Primary spontaneous pneumothorax usually occurs in young, lean male without underlying lung disease. In most cases, the cause of pneumothorax is rupture of blebs at the apex of the lung. Traditionally, bullectomy with mechanical pleurodesis through thoracotomy is indicated in patients with recurrence or persisted air leakage. In recent years, thoracoscopic bullectomy with pleural abrasion is getting popular, thanks for the advance of endoscopic instruments and technique. The pneumothorax recurrence rate after thoracoscopic surgery is around 10%, which is significantly higher than that of thoracotomy. In addition, the rate of postoperative prolonged air leakage is 5-8%. The possible causes of recurrent pneumothorax and prolonged air leakage are missed bleb surrounding the endoscopic suture line or suboptimal suturing or healing of the thoracoscopic suture. To prevent these complications, a novel method using coverage of the endoscopic suture line by a large absorbable mesh during thoracoscopic surgery was proved to be safe and feasible. Theoretically, the mesh can strengthen the suture line and induce local fibrosis surrounding the suture line, and reduce the rate of recurrent pneumothorax and prolonged air leakage. To prove this hypothesis, the investigators are conducting a prospective randomized trial in National Taiwan University Hospital. The investigators will enroll 204 patients with primary spontaneous pneumothorax who will be randomly assigned to additional mesh pleurodesis (mesh group, 102 patients) or not (control group, 102 patients) after thoracoscopic bullectomy and pleural abrasion. The primary endpoint is to compare the rate of pneumothorax recurrence within one year between the two groups.
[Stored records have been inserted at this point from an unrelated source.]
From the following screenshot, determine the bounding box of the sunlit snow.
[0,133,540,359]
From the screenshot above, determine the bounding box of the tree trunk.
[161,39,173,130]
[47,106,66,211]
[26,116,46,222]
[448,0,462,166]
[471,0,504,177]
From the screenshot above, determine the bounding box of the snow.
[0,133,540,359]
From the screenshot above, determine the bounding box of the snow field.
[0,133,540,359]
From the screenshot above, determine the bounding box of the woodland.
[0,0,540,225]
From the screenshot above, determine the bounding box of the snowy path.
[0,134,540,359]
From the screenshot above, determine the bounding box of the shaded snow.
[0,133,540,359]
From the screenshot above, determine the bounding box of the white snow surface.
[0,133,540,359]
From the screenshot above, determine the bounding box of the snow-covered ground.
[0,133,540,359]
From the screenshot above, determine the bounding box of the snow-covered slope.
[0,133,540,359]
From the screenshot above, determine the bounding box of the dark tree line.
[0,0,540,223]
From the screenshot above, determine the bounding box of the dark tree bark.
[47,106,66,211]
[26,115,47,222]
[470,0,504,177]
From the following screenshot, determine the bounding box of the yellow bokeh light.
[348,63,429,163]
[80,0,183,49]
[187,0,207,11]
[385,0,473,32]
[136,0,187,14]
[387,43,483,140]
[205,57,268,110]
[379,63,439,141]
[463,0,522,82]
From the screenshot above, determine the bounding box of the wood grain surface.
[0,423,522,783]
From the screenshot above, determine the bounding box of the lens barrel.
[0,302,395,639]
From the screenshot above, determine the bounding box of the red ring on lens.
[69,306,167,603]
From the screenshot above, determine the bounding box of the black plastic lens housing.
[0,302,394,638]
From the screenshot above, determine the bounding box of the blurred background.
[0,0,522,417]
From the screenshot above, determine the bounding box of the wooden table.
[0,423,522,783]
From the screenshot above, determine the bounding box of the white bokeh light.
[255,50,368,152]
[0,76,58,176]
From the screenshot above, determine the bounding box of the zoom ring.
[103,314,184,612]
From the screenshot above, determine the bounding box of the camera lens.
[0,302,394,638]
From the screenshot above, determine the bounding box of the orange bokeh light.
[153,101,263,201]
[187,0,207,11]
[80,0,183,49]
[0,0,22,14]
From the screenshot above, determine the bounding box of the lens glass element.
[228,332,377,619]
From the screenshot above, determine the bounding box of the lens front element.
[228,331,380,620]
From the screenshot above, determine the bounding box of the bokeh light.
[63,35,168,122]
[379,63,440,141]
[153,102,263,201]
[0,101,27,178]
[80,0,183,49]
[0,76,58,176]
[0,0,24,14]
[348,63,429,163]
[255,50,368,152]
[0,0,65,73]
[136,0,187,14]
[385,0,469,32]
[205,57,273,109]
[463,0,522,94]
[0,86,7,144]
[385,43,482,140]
The secondary endpoints are to compare the safety, efficacy, and long-term pulmonary function between the two groups.


Condition Intervention Phase
Spontaneous Pneumothorax
Surgery
Procedure: Thoracoscopic bullectomy and pleural abrasion
Biological: Mesh coverage of the staple line
Phase 2
Phase 3

Study Type: Interventional
Study Design: Allocation: Randomized
Endpoint Classification: Safety/Efficacy Study
Intervention Model: Parallel Assignment
Masking: Single Blind (Subject)
Primary Purpose: Treatment
Official Title: Thoracoscopic Bullectomy With Absorbable Mesh Coverage of the Staple Line Versus Thoracoscopic Bullectomy Only for the Treatment of Primary Spontaneous Pneumothorax: a Single-blind, Parallel-group, Prospective, Randomized Controlled Trial

Resource links provided by NLM:


Further study details as provided by National Taiwan University Hospital:

Primary Outcome Measures:
  • the rates of ipsilateral pneumothorax recurrence [ Time Frame: 12 months ] [ Designated as safety issue: No ]
    The detection of pneumothorax recurrence will be performed by chest radiography


Secondary Outcome Measures:
  • Safety of mesh coverage [ Time Frame: 30 days ] [ Designated as safety issue: Yes ]
    Early postoperative results, including postoperative pain scores, postoperative duration of chest drainage, postoperative duration of hospital stay, and complication rates.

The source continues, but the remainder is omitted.